花乳茸刺(ハナチダケサシ)は、宇奈月の深山の樹林の縁に生えるユキノシタ科の多年草です。

本州の中部地方の山地や亜高山の樹林内に分布する日本固有種です。分類上は赤升麻(アカショウマ)の変種とされ、茎が赤いという赤升麻の特徴が良く出ています。葉は、赤升麻同様互生し3回3出複葉で、小葉は卵型で縁には重鋸歯があります。茎先によく枝分かれした円錐花序を出し、白色の小花を数多くつけます。その甘い臭いに誘われて多くの虫達が群がります。

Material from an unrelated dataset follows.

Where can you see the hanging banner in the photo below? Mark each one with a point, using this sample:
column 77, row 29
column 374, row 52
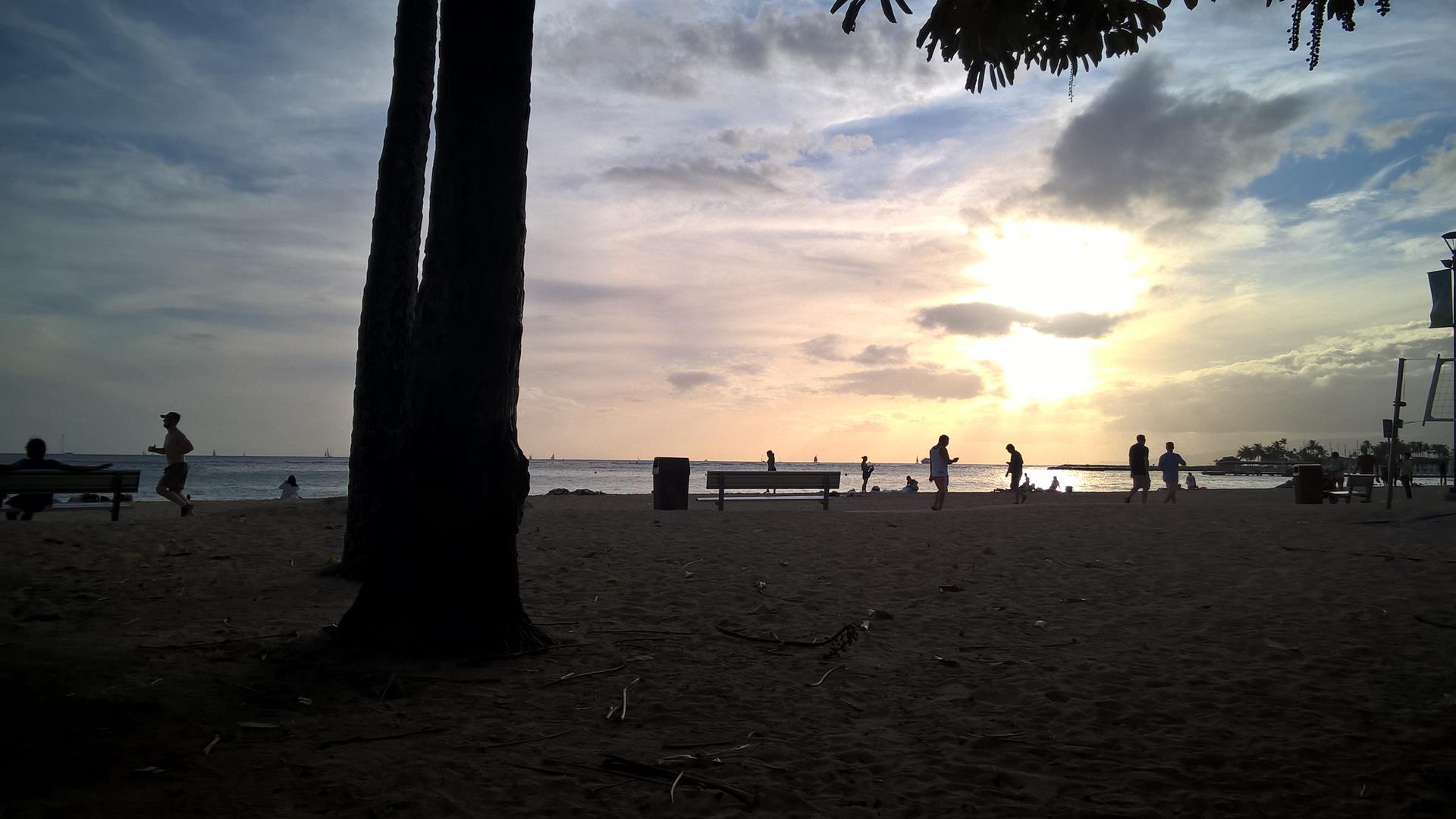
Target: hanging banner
column 1440, row 297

チダケとは茸のことで、傷をつけると白い乳液が出るので乳茸とよばれています。和名は、茸を本種の茎にさして持ち帰ったことが由来となっています。

糊空木(ノリウツギ) ユキノシタ科

<両性花に虫たちが集まる>

糊空木(ノリウツギ)は、宇奈月の山野に生えるユキノシタ科、アジサイ属の落葉低木です。

樹高は2~7mくらいになり、よく分枝しますます。葉は、大きく卵形で葉柄があり対生し、縁は鋸歯状になります。7月、新梢の先に白色の小さな両性花が多数つく円錐花序を付けます。その中に花弁4枚の大きな装飾花が混ざります。

和名は、樹液を和紙を漉く際の糊に利用したのと、枝が空木に似ていることに由来しています。別名ノリノキとも言います。宇奈月の登山道でよく見かけ、雨に濡れた白い装飾花がひときわ目立ちます。 小さな両性花に、ハナカミキリやハナムグリ等の訪花性の昆虫が多く集まります。